In the meantime South Africa is left facing the question: is its most important security agency to be trusted?

The proof the NIA’s investigators have offered in the docket includes:

l The discovery of copies of the threatening letters on the agency’s mainframe computer which indicated they had been written on Nel’s terminal. The files in which they were found also contained his notes on the involvement of former members of the security forces in organised crime.

l Evidence that the bomb-threat letter was photocopied on a machine opposite Nel’s office.

l Evidence from a handwriting expert that there was an 80% probability Nel wrote all the letters, and testimony from a psychologist that the contents of the letters fitted his psychological profile.

The police psychologist called in by the investigators was Micki Pistorius, who has won an international reputation for her success in hunting down serial killers in South Africa. She is reputed to have the world’s best track record in this field,

But Pistorius reached a preliminary finding about Nel’s guilt without interviewing him. Instead she relied on Nel’s statement, evidence about the photocopier and computer, and the letters he allegedly wrote, only interviewing Nel after his arrest.

She pointed out spelling errors and corrections made to the text, which she attributed to nervousness.

Ironically, Pistorius’s report contains several spelling errors. She notes that in his statement, Nel “miss spelled [sic] his own name. One only miss spells [sic] ones own name when one is extremely nervous. Why is the subject so nervous?”

Pistorius told the Mail & Guardian this week it was not uncommon for her to reach preliminary conclusions without interviewing a subject. She said she had also analysed the “linguistic process” in the letters, adding that spelling errors were significant because “we are creatures of habit”. She shrugged off the point about her own errors, and denied the suggestion that by reaching a prior conclusion as to his guilt she had boxed herself in for her full finding.

The NIA handwriting expert – who also has a predilection for poor spelling (“dubble consonant”) – connected the stencilled bomb threat to the earlier race letters on the basis of a single character “A” scrawled in a margin as a page number.

The theory underlying the case against Nel appears to be that he was desperately in love with his attractive agent. They had a row and she ended the relationship. Desperate to win her back, he started to write threatening letters to himself and to her in an attempt to persuade her that their love had fallen foul of racists in the intelligence community.

Nel then made the bomb threat in an attempt to raise money which would enable the two to flee South Africa and start a new life abroad. But this theory raises obvious questions. It is unlikely a man of Nel’s experience would believe he would get away with a crude extortion bid.
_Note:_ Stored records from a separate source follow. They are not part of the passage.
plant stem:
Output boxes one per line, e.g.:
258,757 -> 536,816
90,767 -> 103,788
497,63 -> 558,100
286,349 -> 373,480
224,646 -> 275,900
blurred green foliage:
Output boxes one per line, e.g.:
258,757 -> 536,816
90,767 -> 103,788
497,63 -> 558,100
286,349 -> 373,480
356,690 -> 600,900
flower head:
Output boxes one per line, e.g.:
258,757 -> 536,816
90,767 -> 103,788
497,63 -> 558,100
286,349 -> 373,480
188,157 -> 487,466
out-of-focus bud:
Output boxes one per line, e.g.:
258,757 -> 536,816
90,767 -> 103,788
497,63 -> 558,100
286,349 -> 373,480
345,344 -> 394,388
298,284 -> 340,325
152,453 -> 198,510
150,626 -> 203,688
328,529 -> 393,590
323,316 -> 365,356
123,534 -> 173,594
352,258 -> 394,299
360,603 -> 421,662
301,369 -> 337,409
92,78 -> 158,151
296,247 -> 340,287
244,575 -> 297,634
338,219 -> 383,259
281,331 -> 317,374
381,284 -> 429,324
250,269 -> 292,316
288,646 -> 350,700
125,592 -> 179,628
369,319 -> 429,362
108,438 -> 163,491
The computer file containing one of the letters could easily have been planted by anyone with a modicum of computing expertise.
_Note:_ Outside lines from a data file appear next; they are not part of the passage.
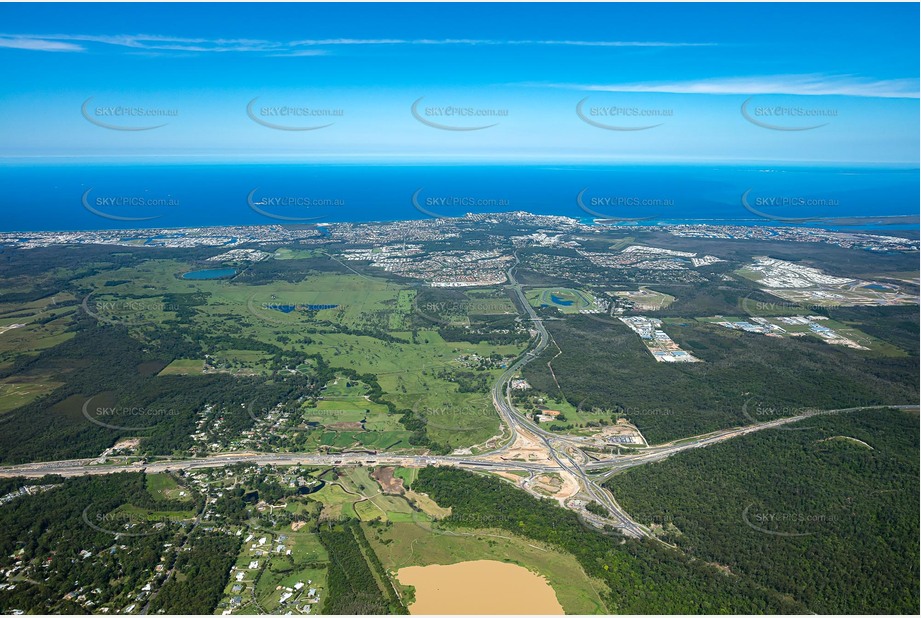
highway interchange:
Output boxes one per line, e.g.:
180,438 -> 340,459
0,256 -> 918,537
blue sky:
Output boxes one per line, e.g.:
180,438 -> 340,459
0,4 -> 919,165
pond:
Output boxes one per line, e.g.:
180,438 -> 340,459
397,560 -> 563,615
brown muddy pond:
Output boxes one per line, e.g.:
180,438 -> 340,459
397,560 -> 563,615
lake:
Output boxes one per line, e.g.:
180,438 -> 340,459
397,560 -> 563,615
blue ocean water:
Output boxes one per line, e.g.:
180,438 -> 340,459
0,163 -> 919,231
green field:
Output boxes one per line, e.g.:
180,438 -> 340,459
614,286 -> 675,311
158,358 -> 205,376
The evidence about the photostat machine could equally implicate other NIA officials who work with Nel and share the same equipment. The identification of the bomb letter with that particular machine was based on forensic examination of a single blank page which had inexplicably been left in the envelope by the alleged extortionist.

There are other question marks against the security directorate’s handling of the case against Nel, the most striking of which is why it failed to act on his repeated demands that he be subjected to a lie-detector test used routinely in the intelligence world.

And why did it not charge him with the theft of the minibuses on the basis of the confession in the stencil letter he is accused of writing. The NIA refused to comment this week, saying the matter was “sub judice”.

The theory being offered in his defence by supporters within the intelligence agency is that Nel – who was an ANC spy from the mid-1980s – has been “set up” by an “old guard” faction at the NIA, in much the same way as seems to have happened with McBride.

The question being asked is: if staff at the NIA are capable of framing one of their senior staff, of what value is their intelligence to South Africa?